A small, new real-world study suggests that two widely used at-home antigen tests, the Abbott BinaxNOW and Quidel QuickVue, may fail to detect some omicron infections even when people are carrying high levels of the coronavirus.
The study, which has not yet been peer-reviewed, focused on 30 people infected with the virus at five workplaces that experienced what were most likely outbreaks of the omicron variant in December. The people received both saliva-based PCR tests and rapid antigen tests using nasal swabs.
It took three days, on average, for people to test positive on a rapid antigen test after their first positive PCR result. In four cases, people transmitted the virus to others while the rapid test showed the negative result, according to the study, which was conducted by several members of the COVID-19 Sports and Society Working Group.
It is not clear whether the infections were missed because the antigen tests are inherently less sensitive to omicron or because saliva tests may be better at detecting the new variant.
But the results are consistent with other preliminary evidence that the at-home tests that many Americans have come to rely on — at least as currently administered, with a nasal swab — may fail to detect some omicron cases in the first days of infection.

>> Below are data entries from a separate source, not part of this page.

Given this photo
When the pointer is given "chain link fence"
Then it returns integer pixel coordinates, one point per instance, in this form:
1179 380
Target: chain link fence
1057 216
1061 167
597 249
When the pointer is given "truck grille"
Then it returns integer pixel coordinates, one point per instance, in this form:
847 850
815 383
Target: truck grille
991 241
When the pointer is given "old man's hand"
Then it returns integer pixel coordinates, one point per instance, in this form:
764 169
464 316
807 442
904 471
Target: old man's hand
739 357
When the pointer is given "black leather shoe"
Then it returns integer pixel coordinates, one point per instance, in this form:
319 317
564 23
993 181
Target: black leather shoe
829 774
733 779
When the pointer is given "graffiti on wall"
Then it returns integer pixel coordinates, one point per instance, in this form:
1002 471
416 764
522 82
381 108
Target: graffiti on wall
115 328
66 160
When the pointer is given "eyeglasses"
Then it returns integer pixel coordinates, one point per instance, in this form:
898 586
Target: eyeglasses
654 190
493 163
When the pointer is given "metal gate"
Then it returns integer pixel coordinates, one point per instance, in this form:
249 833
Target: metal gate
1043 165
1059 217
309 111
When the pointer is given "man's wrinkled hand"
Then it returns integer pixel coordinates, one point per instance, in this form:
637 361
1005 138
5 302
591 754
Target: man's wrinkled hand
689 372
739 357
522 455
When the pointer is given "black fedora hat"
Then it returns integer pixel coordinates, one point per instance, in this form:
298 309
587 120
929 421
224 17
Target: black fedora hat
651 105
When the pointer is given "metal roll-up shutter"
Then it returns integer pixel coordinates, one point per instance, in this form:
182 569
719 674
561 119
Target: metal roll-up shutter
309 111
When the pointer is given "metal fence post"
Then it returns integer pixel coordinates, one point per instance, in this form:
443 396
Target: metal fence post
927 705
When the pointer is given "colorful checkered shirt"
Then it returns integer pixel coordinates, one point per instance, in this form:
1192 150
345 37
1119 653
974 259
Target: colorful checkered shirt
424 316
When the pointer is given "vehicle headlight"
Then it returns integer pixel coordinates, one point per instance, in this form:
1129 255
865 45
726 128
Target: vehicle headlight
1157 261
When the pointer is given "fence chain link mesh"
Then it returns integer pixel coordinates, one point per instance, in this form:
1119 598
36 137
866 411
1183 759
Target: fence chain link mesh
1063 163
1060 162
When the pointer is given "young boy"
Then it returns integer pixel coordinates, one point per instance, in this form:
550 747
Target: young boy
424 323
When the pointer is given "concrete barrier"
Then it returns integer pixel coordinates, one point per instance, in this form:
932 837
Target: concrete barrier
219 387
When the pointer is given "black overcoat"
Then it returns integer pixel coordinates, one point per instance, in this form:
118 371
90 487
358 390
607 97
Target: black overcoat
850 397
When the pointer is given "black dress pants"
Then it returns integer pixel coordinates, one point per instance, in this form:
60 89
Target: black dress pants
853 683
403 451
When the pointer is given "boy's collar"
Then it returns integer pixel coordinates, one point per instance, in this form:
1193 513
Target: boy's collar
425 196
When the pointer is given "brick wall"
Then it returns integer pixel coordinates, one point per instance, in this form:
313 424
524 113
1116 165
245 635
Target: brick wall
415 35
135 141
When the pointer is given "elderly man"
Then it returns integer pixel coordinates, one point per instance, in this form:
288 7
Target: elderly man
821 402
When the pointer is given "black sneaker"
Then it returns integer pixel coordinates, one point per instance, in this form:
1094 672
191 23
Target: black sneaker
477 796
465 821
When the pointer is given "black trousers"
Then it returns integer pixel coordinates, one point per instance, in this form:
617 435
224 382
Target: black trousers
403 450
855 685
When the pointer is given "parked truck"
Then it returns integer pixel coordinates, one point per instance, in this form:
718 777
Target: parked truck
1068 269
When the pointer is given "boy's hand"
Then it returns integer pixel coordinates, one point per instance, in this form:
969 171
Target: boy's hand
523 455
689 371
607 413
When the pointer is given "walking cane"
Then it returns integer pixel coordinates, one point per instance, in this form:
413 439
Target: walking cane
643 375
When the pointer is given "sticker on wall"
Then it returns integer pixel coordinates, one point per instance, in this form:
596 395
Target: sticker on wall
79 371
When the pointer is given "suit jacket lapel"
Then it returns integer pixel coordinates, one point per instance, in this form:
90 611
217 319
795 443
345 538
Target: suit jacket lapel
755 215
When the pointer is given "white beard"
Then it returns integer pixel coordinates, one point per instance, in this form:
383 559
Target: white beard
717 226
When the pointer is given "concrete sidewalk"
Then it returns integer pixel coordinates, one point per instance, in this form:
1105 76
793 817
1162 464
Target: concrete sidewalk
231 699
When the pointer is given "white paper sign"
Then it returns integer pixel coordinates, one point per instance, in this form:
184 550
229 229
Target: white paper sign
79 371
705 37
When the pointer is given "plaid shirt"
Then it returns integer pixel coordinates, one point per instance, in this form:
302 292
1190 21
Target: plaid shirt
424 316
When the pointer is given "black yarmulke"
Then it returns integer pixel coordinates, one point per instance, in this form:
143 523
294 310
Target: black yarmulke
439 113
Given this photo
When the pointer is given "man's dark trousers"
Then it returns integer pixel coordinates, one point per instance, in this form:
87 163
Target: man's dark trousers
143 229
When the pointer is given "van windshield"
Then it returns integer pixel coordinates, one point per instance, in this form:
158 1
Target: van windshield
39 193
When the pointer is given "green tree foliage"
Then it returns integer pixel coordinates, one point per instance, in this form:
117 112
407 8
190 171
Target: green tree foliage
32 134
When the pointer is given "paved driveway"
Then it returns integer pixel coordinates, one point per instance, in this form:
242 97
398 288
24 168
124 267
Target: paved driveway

The researchers said they shared their results with federal officials — including at the White House, the Food and Drug Administration and the Centers for Disease Control and Prevention — in real-time, as the outbreaks were occurring last month.
“They’re aware that there are flaws with antigen testing,” said Dr. Robby Sikka, an author of the study and chairman of the working group.

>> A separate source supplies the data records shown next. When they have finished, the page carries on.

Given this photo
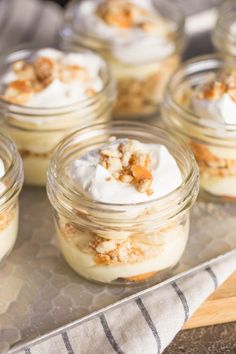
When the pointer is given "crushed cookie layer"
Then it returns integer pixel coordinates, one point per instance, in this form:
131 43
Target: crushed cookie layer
126 15
129 164
109 251
212 165
224 82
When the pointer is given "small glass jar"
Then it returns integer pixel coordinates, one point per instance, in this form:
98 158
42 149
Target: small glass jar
141 70
10 187
139 241
224 32
213 142
37 130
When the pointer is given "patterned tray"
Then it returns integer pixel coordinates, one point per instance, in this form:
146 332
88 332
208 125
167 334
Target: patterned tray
39 293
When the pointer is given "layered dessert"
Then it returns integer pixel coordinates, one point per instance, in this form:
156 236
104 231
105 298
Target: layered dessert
215 103
139 43
8 220
49 93
131 245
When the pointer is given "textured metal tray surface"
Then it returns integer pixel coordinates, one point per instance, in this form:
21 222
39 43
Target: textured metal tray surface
40 293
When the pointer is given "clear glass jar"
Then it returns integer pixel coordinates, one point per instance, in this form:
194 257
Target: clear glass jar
36 131
10 187
147 238
213 142
141 75
224 32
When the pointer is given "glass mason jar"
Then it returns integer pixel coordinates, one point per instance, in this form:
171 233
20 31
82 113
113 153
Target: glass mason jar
139 241
224 32
213 142
140 67
37 130
11 181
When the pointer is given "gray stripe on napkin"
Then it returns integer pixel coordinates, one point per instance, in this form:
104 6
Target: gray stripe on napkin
213 276
150 323
109 335
183 300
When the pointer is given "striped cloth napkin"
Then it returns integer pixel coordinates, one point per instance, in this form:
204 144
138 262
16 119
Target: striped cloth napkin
147 324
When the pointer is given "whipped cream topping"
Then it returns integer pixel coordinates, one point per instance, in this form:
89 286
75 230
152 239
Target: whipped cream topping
134 30
102 179
52 78
216 100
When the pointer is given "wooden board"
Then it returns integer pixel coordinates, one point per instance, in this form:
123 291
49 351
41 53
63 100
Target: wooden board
220 307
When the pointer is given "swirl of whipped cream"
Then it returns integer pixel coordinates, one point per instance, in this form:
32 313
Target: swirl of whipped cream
147 39
73 77
216 100
91 178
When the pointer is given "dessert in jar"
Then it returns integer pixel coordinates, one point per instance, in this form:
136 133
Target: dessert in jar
224 32
11 180
121 200
142 41
200 106
45 94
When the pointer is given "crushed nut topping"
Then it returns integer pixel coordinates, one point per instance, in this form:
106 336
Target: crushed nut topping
125 15
224 82
110 251
129 164
212 165
33 77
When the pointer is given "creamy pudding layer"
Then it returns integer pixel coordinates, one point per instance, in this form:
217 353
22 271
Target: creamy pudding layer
8 223
124 172
8 230
139 45
44 87
215 103
135 259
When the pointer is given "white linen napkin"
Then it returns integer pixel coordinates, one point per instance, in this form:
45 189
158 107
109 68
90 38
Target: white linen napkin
147 324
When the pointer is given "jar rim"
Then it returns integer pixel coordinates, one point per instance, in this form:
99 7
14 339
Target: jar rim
190 67
166 3
51 111
180 196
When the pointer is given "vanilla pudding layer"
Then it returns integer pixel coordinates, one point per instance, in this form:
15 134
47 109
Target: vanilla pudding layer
130 244
48 95
8 231
36 146
161 252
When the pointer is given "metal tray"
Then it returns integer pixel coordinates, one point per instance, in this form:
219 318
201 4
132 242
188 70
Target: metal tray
40 294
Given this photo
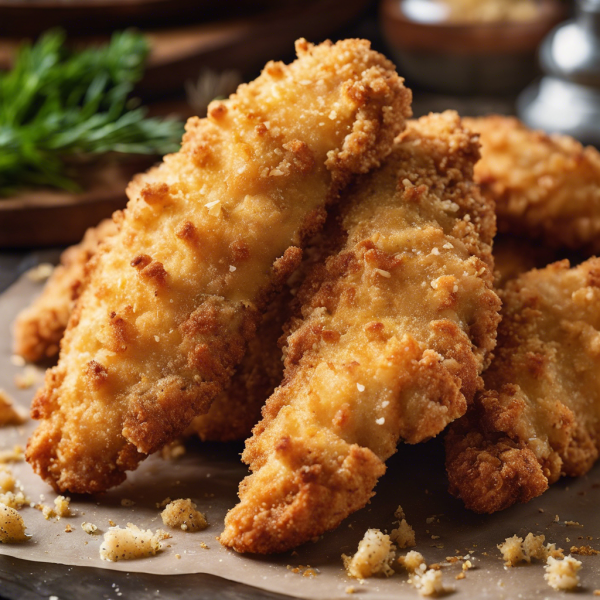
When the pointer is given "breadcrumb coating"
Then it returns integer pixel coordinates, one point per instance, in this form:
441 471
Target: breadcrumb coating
544 186
164 321
392 333
539 417
40 327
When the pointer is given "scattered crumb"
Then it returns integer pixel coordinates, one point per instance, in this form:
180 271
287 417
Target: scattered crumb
182 514
7 479
305 571
9 413
562 574
89 528
26 378
515 550
129 543
14 500
404 535
40 273
373 557
14 455
12 526
427 582
173 450
584 550
411 561
61 506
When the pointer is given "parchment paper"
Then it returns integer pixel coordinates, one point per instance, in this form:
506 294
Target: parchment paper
209 474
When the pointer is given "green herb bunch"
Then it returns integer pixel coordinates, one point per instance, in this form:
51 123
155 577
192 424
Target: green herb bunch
55 103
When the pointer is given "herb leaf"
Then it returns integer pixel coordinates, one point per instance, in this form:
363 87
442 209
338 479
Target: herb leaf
55 103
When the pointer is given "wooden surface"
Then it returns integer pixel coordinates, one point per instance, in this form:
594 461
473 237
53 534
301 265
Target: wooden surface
47 217
179 54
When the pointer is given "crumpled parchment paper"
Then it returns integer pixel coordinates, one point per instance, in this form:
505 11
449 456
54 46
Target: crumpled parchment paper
210 473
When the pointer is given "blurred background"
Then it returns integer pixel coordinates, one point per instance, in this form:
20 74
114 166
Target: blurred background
93 91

The study comes a week after the Food and Drug Administration released its own update on the effectiveness of the rapid antigen tests. “Early data suggests that antigen tests do detect the omicron variant but may have reduced sensitivity,” the agency said.

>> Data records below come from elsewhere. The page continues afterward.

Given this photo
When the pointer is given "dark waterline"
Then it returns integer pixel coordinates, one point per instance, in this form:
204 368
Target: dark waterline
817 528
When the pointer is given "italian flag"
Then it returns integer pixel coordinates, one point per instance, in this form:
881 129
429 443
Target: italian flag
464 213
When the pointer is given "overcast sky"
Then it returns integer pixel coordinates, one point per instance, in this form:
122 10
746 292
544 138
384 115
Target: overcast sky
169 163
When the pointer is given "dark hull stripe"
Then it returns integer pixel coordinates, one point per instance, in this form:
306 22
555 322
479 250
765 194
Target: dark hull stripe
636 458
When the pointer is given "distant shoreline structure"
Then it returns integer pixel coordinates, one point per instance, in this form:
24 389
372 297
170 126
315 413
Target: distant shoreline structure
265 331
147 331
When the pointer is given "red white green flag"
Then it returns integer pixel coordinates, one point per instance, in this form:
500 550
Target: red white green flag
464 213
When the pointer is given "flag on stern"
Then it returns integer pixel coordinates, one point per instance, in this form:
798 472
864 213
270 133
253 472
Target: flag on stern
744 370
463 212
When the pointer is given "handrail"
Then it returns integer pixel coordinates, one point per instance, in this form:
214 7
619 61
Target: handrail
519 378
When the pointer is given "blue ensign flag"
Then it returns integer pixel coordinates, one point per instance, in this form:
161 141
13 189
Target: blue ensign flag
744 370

Many of the studies are early and small, and much more data is needed. The tests, which can deliver results at home in minutes, remain an important public health tool, and positive results are especially likely to be informative, many scientists said. (The wait for PCR results can stretch for days.)
“The message is not that we should stop using these tests,” said Isabella Eckerle, a clinical virologist at the University of Geneva in Switzerland.
But people should be cautious about interpreting negative results, especially when they have symptoms or believe they may have been exposed to the virus.
“It’s not a ticket that allows you to go back to normal or to drop any other measures,” Eckerle said.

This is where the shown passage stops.